Messi: la caduta del gigante?

No te Vayas Leo! Un campione non si arrende mai.

Considerazioni a margine della partita Cile - Argentina, finale della coppa America.

di Tommaso Nuti

No te Vayas Leo!  Un campione non si arrende mai.

Ad un passo dall'alzare la coppa, ad un passo dall'essere consacrato ancora una volta come il migliore di tutti i tempi. Ad un solo passo. Troppo lungo. 
Paradossalmente la rincorsa è breve, come a voler anticipare la fine di quella partita e di quella serie di sconfitte che sembrano maledette, stregate. Messi calcia, alto. Il passo da breve è diventato infinito. Infinito come quel l'obiettivo che sembra non avvicinarsi mai tanto da scoraggiare, piegarsi sulle ginocchia ed alzare gli occhi verso i giocatori Cileni che alzano la coppa, di nuovo, sempre ai rigori. È la quarta finale con la maglia dell’Argentina persa: tre coppe America e un Mondiale. È la sua sconfitta, simbolicamente rappresentata dal suo rigore sbagliato ma non da lui, non dal piccoletto che ha fatto meraviglie con la maglia del Barcellona, non dall'imprendibile numero 10 signore di ben cinque palloni d’oro, non dalla pulce che ha stravinto tutto quello che poteva in Spagna e in Europa.
Certo, se Higuain l’avesse messa dentro con quel pallonetto sbagliato dopo un regalo di Medel.. Se quel maledetto colpo di testa non fosse stato salvato da Claudio Bravo su una punizione proprio di Messi… Discorsi, calcoli, desideri, forse addirittura giustificazioni che portano alla disperazione anche chi come lui è ben abituato ad alzare trofei. Quello con la nazionale però forse conta qualcosa in più. 

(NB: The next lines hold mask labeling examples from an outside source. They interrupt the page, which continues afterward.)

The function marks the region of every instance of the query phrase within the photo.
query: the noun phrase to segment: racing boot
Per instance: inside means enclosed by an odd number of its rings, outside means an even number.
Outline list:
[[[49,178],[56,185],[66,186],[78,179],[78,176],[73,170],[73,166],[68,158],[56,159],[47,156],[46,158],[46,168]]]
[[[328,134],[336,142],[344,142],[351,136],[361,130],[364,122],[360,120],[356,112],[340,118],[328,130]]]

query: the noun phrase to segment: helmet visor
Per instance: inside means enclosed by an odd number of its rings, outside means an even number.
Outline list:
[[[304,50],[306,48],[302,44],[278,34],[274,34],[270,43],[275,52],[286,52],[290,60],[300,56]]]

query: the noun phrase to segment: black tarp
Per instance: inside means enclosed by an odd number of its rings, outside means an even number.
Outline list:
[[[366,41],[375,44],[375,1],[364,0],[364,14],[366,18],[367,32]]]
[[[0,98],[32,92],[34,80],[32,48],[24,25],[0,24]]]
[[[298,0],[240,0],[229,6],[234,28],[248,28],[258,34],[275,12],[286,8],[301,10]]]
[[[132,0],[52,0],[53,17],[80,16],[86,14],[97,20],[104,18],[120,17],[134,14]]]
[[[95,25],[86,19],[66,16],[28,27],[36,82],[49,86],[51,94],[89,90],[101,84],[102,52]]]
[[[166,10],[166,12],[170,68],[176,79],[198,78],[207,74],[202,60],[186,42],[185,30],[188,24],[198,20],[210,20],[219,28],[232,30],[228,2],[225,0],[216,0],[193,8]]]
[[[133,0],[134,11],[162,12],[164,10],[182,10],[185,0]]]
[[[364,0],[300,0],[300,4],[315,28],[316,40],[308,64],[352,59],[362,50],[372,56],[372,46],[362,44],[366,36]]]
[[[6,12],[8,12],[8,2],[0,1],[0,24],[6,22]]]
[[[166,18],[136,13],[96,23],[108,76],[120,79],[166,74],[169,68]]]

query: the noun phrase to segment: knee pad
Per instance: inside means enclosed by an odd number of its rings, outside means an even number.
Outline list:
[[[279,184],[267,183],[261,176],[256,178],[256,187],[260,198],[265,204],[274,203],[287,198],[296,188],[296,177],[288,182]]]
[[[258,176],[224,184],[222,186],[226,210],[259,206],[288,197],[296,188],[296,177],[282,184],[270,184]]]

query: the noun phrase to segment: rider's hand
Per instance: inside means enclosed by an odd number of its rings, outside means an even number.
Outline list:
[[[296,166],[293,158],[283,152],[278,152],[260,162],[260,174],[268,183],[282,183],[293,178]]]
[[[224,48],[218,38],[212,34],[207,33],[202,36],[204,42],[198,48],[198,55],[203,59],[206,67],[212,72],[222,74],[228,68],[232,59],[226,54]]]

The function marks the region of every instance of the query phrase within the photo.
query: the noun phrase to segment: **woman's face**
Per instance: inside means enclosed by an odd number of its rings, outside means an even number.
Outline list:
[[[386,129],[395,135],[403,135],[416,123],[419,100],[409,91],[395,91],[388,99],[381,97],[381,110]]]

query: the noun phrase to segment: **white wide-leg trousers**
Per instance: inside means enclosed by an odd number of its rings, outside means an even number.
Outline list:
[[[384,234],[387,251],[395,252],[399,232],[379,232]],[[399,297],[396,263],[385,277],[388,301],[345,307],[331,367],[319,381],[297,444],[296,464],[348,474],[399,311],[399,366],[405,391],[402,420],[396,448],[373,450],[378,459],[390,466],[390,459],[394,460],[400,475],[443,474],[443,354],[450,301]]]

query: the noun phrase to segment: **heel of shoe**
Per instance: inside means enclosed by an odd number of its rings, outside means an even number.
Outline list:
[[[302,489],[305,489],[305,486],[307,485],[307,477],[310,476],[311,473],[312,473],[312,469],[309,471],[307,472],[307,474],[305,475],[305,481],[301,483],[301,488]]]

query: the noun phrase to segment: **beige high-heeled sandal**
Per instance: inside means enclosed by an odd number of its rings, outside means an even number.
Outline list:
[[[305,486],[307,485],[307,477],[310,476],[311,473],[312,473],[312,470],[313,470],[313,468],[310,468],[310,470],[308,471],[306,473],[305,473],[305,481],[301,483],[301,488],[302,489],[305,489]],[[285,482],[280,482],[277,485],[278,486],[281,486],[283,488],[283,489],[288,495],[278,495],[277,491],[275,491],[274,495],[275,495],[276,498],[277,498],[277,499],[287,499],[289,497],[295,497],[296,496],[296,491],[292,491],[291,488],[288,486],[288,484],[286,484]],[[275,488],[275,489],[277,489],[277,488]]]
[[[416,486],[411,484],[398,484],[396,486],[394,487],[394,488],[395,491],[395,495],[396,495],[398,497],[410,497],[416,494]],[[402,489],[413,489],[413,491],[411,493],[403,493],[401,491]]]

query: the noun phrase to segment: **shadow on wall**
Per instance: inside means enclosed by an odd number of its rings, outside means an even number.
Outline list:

“Lascio l’Argentina, non fa per me, ho provato in tutti i modi a vincere ma non ci sono mai riuscito”.
Troppa tensione, troppo psicologismo dietro ad un giocatore, troppi paragoni con l’Altro, precedente autore di uno scudetto portato a Napoli e campione del Mondo nel caldo Messico dell’86. Eppure quell’Altro, ovvero Maradona il vincente per definizione, era l’incarnazione del Diavolo, il Male inarrivabile e mistico, sregolato e folle. Leo Messi è il ritratto del Buono, l’Ideale, il padre di famiglia e capitano ammirevole, silenzioso, sempre nelle righe. Eppure quel paragone continua a stravolgerlo, come lui stravolge qualsiasi numero e record che si trovi difronte ( appena diventato capocannoniere della Seleccion con 55 reti in 113 partite, superato Gabriel Omar Batistuta). 
Ma è quel rigore il fulcro di tutto un torneo: dopo 6 gol e una fase iniziale vissuta da protagonista indiscusso, dopo aver portato l’Argentina sulle spalle fino alla fine, si è visto sfilare per la seconda volta in due anni la Copa America sotto le proprie mani, o per meglio dire, sotto quell’inarrivabile piede sinistro.
 
Leo Messi è in lacrime, barba lunga e maglia fra i denti, seduto, inginocchiato dinanzi al fato che sembra non girare mai con la maglia argentina addosso, una vittoria che non è mai arrivata.
Smettere è la scelta più ingiusta che un fuoriclasse possa mai arrivare a prendere; dire basta è guardare il trionfo senza mai poterlo toccare, aver versato sangue e sudore senza essere mai riusciti ad asciugarli da vincente, stremato come chi ha appena scalato la montagna più alta della propria carriera, ma dalla cima riesce a vedere il bello, l’atteso, il Mondo ai suoi piedi. E allora non smettere Leo, continua a segnare, sudare, vincere. Non fuggire da chi ti reputa peggio dell’Altro e da chi con grande coraggio continua a chiamarti “perdente"; non scappare da chi guarda con invidia il percorso di una leggenda che però a 29 anni non può diventare un semplice “ex”, neanche dopo il rigore più importante sbagliato, calciato alle stelle come i sogni di una nazione intera (e non solo) che adesso chiede al proprio campione di restare. 
Quindi No te Vayas Leo, continua a far sognare la tua gente come se avessi la maglia blaugrana sotto quella della Seleccion, continua a rincorrere quell’obiettivo che meriti di raggiungere, perché dopo la più bruciante delle sconfitte nel periodo delle favole calcistiche chissà se non potrai agitare al vento quella numero 10 come se fosse la bandiera bianco-celeste, dietro quel sogno tanto atteso ed altrettanto meritato.